La réponse du gouvernement est à la mesure du problème. La ministre de la Santé Stéphanie Rist a demandé à l’Ordre national de vérifier si les conditions d’une dissolution du Conseil départemental de l’Ordre des médecins de Paris sont remplies. L’IGF a procédé à un signalement au procureur de la République de Paris au titre de l’article 40 du Code de procédure pénale, ce qui signifie que des faits susceptibles de constituer des infractions pénales ont été identifiés. Ce n’est pas une mise en demeure de façade : c’est une mise en cause judiciaire formelle.

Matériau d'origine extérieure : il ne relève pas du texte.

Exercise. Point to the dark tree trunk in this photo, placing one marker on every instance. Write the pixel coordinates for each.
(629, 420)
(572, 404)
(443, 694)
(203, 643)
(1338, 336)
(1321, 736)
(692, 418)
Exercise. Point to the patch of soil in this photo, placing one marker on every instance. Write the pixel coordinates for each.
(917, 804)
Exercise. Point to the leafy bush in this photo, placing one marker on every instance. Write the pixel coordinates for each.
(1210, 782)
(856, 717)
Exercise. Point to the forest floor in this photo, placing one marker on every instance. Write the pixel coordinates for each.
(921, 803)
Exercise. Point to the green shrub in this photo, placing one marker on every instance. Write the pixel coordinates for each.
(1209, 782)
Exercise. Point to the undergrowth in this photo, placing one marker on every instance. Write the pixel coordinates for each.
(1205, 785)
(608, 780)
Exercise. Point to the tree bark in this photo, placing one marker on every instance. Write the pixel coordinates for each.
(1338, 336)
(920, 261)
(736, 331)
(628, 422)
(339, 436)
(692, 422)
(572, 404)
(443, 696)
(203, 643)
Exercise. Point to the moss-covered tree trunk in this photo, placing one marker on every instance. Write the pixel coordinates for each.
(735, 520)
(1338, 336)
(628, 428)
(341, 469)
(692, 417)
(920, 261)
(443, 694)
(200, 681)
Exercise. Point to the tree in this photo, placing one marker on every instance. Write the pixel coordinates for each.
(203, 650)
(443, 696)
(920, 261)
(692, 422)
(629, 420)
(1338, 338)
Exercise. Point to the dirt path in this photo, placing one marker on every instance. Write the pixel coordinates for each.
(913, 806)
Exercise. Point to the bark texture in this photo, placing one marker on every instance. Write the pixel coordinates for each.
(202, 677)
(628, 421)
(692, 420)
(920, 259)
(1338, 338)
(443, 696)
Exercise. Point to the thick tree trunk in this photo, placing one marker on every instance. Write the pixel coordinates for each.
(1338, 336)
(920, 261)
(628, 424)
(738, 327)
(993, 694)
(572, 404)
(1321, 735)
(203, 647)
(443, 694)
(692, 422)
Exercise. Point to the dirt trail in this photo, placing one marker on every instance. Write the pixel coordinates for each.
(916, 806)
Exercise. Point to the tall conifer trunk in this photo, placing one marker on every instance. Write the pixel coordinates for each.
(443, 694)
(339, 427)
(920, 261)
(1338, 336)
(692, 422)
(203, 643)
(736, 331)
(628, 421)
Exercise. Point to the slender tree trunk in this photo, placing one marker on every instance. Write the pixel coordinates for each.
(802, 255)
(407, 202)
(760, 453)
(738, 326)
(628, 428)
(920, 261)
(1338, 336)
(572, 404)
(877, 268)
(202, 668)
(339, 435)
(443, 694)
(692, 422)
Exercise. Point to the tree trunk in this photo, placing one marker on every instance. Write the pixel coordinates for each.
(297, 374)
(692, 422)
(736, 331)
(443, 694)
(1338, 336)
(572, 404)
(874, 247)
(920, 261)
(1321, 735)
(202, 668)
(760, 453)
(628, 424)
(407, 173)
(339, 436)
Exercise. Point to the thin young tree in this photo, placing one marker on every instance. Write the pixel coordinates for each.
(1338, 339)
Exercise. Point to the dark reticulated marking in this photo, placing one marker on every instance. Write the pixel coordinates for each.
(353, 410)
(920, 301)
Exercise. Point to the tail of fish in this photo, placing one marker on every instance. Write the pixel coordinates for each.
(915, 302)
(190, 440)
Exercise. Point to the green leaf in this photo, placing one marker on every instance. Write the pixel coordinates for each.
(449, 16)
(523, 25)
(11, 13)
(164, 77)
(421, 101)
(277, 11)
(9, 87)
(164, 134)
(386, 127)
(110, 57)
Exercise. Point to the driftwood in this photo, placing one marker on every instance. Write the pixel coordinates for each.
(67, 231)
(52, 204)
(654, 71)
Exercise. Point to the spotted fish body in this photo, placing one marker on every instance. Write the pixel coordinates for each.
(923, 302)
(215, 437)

La réforme structurelle, seul horizon crédible

Face à cette situation, l’Ordre national des médecins a commencé à réagir. Son président, Stéphane Oustric, avait indiqué avant ces annonces que l’Ordre national avait déclenché une mission d’inspection interne de l’Ordre parisien, ainsi qu’un audit externe des ressources humaines, un audit financier externe et un renforcement du commissaire aux comptes. Ces mesures témoignent d’une prise de conscience. Mais elles suffisent-elles ? Elles constituent la réponse minimale attendue d’une institution qui cherche à survivre à la tempête, pas nécessairement la preuve d’une transformation profonde.

Car la question de fond est celle-là : comment une institution aussi ancienne, aussi dotée en pouvoirs réglementaires, aussi ancrée dans le paysage institutionnel français, a-t-elle pu laisser se creuser de tels écarts entre sa mission statutaire et sa pratique réelle ? L’autonomie corporative, lorsqu’elle n’est pas soumise à un contrôle externe régulier et exigeant, engendre inévitablement des dérives. Ce n’est pas une hypothèse idéologique : c’est ce que documente le rapport.

Le plan d’action annoncé sous l’égide de l’Inspection générale des affaires sociales, avec des mesures concrètes attendues dès le mois de mai, est une bonne nouvelle. Le gouvernement fixe un calendrier précis et des résultats « tangibles et vérifiables » : c’est la bonne méthode. Encore faut-il que cette exigence ne s’évapore pas une fois l’actualité passée. Les réformes des ordres professionnels ont une fâcheuse tendance à s’enliser dans les négociations internes, les résistances corporatives et les compromis qui finissent par vider les intentions de leur substance.

La vraie question n’est donc pas de savoir si l’Ordre parisien doit être dissous, mais si la culture institutionnelle qui a rendu ces dysfonctionnements possibles peut réellement être réformée. Des audits et des commissaires aux comptes renforcés corrigent les symptômes visibles. Ils ne réforment pas, par eux-mêmes, une mentalité de club fermé qui s’est accommodée trop longtemps d’une absence de regard extérieur. C’est cette transformation culturelle, plus difficile à mesurer que des lignes comptables, qui déterminera si les Français peuvent à nouveau faire confiance à l’institution censée veiller sur ceux qui les soignent.